Wie Kneipe ohne Bier

(09.03.2003 21:14)

Wer hier die übliche Muckibude erwartet hat, sieht sich grundsätzlich getäuscht. Vergeblich hält das Auge nach eingeölten Kraftprotzen Ausschau, keine glitzernden Goldkettchen umspannen stramme Hälse, selbst solariumgebräuntes Fleisch ist nur dezent auszumachen.

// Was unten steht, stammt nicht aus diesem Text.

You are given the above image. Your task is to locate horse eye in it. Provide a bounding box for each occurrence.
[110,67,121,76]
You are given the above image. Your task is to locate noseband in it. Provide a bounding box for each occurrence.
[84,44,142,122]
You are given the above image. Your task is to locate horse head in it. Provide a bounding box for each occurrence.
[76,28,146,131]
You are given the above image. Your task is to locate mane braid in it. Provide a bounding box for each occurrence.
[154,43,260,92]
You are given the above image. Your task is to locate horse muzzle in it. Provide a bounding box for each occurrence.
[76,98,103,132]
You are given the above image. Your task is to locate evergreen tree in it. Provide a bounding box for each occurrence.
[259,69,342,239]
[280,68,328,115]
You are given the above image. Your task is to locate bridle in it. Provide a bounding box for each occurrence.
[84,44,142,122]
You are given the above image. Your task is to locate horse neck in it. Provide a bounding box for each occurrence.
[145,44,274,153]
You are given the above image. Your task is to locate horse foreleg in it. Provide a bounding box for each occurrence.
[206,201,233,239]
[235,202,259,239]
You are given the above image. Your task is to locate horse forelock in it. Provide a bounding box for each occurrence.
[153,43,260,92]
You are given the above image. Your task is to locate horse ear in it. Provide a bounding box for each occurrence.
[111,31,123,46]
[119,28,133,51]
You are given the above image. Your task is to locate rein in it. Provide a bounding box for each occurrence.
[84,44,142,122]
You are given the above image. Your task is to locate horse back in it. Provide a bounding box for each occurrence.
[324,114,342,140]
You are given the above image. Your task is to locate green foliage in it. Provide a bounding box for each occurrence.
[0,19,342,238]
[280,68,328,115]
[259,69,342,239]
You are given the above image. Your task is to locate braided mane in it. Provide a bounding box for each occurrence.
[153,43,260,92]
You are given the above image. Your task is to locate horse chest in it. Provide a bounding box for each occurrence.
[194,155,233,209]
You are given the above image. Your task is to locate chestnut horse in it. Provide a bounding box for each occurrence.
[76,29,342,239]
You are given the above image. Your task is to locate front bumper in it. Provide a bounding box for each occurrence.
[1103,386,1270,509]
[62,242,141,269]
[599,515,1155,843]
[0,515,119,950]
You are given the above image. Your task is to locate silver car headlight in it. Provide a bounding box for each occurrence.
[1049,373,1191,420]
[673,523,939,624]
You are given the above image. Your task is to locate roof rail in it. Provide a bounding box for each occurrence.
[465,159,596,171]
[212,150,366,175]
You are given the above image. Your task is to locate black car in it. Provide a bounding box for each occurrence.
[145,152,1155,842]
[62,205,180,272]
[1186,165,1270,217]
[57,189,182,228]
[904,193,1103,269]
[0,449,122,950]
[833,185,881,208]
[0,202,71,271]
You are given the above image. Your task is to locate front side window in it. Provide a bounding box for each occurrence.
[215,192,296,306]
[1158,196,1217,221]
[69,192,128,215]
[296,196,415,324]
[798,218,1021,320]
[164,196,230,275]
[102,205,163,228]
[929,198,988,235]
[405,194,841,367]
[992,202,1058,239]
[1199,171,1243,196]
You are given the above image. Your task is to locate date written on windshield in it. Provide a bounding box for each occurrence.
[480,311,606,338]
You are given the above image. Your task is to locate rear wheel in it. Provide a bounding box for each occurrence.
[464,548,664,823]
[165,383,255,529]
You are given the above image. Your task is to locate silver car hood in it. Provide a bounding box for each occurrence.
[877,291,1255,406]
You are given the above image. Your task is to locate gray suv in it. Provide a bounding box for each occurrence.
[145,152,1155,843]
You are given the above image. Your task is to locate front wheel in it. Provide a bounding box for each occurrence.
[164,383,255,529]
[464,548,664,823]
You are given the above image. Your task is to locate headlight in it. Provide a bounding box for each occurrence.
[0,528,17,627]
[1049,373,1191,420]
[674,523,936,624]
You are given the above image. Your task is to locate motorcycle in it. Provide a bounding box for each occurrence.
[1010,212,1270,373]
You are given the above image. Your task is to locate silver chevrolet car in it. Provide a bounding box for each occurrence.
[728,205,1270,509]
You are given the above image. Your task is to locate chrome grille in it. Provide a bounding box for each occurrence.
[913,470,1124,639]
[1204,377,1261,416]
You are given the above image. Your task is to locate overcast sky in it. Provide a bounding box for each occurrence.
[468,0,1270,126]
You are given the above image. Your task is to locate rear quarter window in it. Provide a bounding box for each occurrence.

Sport- und Trainingsstudio Horst Appel in Niestetal-Heiligenrode

Freitagabend, 17.00 Uhr, Sport- und Trainingsstudio Horst Appel in Niestetal-Heiligenrode: Zwischen den rund 50 Sportgeräten tummeln sich zu dieser Zeit etwa drei Dutzend Durchschnittstypen in den Altersstufen von Jugend bis rüstigem Rentner. Publikum und Outfit wollen so gar nicht dem entsprechen, was man in einem Fitness-Studio erwartet. Nichts ist hier schrill oder bunt, überall herrscht gedeckte Farbe vor. Bei näherem Hinsehen macht der Kenner der regionalen Sportszene allerdings einige Bekannte aus. Thomas, der Mittelfeldmotor eines Fußballlandesligisten, strapaziert seinen Brustmuskel beim Bankdrücken, Silke, Mehrkämpferin der deutschen Spitzenklasse, wuchtet ein ums andere Mal die Langhantel hoch, Manuela aus dem Nationalkader der Ruderer liegt unter der Beinpresse. Mitten im Geschehen steht der Chef, Horst Appel, vor 20 Jahren selbst Gewichtheber der Weltklasse. Nach Beendigung seiner sportlichen Karriere hat er seinen Job als Fernmeldetechniker bei der Post aufgegeben und betreibt seitdem ein Sportstudio. Um konkurrenzfähig zu sein, so erläutert Appel, müsse man auf ein vielfältiges Angebot setzen, aber das Herzstück sei nun einmal die Geräteabteilung auf ihren rund 300 qm.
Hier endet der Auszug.